What would I do without God? I don't even want to imagine. He IS the way and the truth and the life. He IS the Alpha and Omega. He IS everything...the Creator of all things. And yet...in all of that, He's still that still, small voice inside my heart. Who am I that you are mindful of me? There are no words...
Life is crazy. Yes. It is. But God is good. All the time. And when I get over myself I realize that I have so much to be thankful for. SO much. My kids...my husband...family...my cozy home...central heat...coffee...health....kindred spirits...a car that runs...reading glasses...food in the cupboard...clean water...hot water...friends...sisters in Christ...the list goes on...and on.
In the midst of the storm...I am thankful. God is for me...and His love endures forever. And I am grateful...

8 comments:

Elaine said...

Stand firm, my friend. I'm grateful for you today.

Anonymous said...

yep, I second Elaine. You can do this. Be strong and courageous.

A Friend Across the Miles said...

Amen, amen, amen.

You also have friends that are praying in earnest...

"Be still and know that He is God. Be still and know that He is able. Come rest your head upon His breast..."

Unknown said...

So many thoughts running in my head as I read your post. You have beautifully expressed so many truths that we must cling to. I feel for you more than you know. My husband and I built our dream home and have continued to work on it for six years. My husband has poured so much of himself into this place! We thought this would be our last home - a permanent place. Tomorrow, a real estate agent is coming to tell us what we need to do to sell it. So we can downsize. It's that or I go back to work with little ones still at home. Choices. What is right for me is not necessarily right for someone else, but we adopted these children so we could parent them. I am making my choice. The house is just an earthly dwelling. We're putting it up for sale and letting God decide what is best. Now I have to walk in faith and trust Him.
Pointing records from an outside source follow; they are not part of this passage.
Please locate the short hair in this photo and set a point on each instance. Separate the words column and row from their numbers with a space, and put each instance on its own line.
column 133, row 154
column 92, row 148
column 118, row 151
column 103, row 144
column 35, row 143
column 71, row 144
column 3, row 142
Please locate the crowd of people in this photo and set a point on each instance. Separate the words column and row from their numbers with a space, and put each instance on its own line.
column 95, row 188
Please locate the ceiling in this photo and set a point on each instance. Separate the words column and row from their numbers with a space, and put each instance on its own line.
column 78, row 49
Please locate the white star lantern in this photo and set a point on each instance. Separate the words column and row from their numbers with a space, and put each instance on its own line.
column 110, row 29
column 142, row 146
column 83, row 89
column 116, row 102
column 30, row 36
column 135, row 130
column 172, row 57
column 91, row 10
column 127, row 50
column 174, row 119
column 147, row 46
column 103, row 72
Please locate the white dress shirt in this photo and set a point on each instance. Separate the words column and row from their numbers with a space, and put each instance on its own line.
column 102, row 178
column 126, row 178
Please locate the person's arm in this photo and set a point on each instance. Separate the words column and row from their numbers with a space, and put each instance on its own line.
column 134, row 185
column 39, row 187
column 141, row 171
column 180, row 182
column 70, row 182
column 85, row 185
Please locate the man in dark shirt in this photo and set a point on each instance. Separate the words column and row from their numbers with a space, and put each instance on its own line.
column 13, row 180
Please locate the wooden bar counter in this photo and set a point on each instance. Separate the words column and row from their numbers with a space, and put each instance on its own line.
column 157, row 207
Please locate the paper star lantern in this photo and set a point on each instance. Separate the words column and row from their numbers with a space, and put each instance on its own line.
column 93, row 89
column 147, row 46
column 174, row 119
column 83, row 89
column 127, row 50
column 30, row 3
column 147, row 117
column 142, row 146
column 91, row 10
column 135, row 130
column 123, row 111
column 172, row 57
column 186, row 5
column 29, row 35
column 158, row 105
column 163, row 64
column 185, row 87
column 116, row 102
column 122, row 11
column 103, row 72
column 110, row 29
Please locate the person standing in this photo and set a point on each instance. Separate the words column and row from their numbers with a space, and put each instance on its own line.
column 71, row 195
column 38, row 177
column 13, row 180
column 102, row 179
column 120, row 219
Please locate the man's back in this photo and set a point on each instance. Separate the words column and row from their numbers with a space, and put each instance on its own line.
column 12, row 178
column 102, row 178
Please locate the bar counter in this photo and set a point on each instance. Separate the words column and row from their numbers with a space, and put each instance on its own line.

Thanks again for sharing your heart and so many good scriptures!

Michelle said...

:::hug:::
Be anxious for nothing, but in everything by prayer and supplication with thanksgiving let your requests be made known to God.
Philippians 4:6

http://bible.cc/philippians/4-6.htm

I use bible.cc to find passages when I can't remember enough to find them in a Bible. The site offers several translations so it's helpful when you can't remember the phrase exactly.

It's good that you and Chris are being proactive to keep the business going. I'll keep you and your family in my prayers.

Wren said...

Oh love.. Keeping you close in my thoughts and prayers...

Conny said...

This too shall pass (as I've thought to myself many times). I hope the move goes well. I'm with Beegirl - keeping you in thoughts and prayers.

Nancy said...

Oh girl. I've been away for a week so I'm trying to get caught up here. Sounds like a difficult week. I do hope that the pressures have lessened, meaning that the move is done. Be strong. Like BeeGirl, I'll be keeping you close.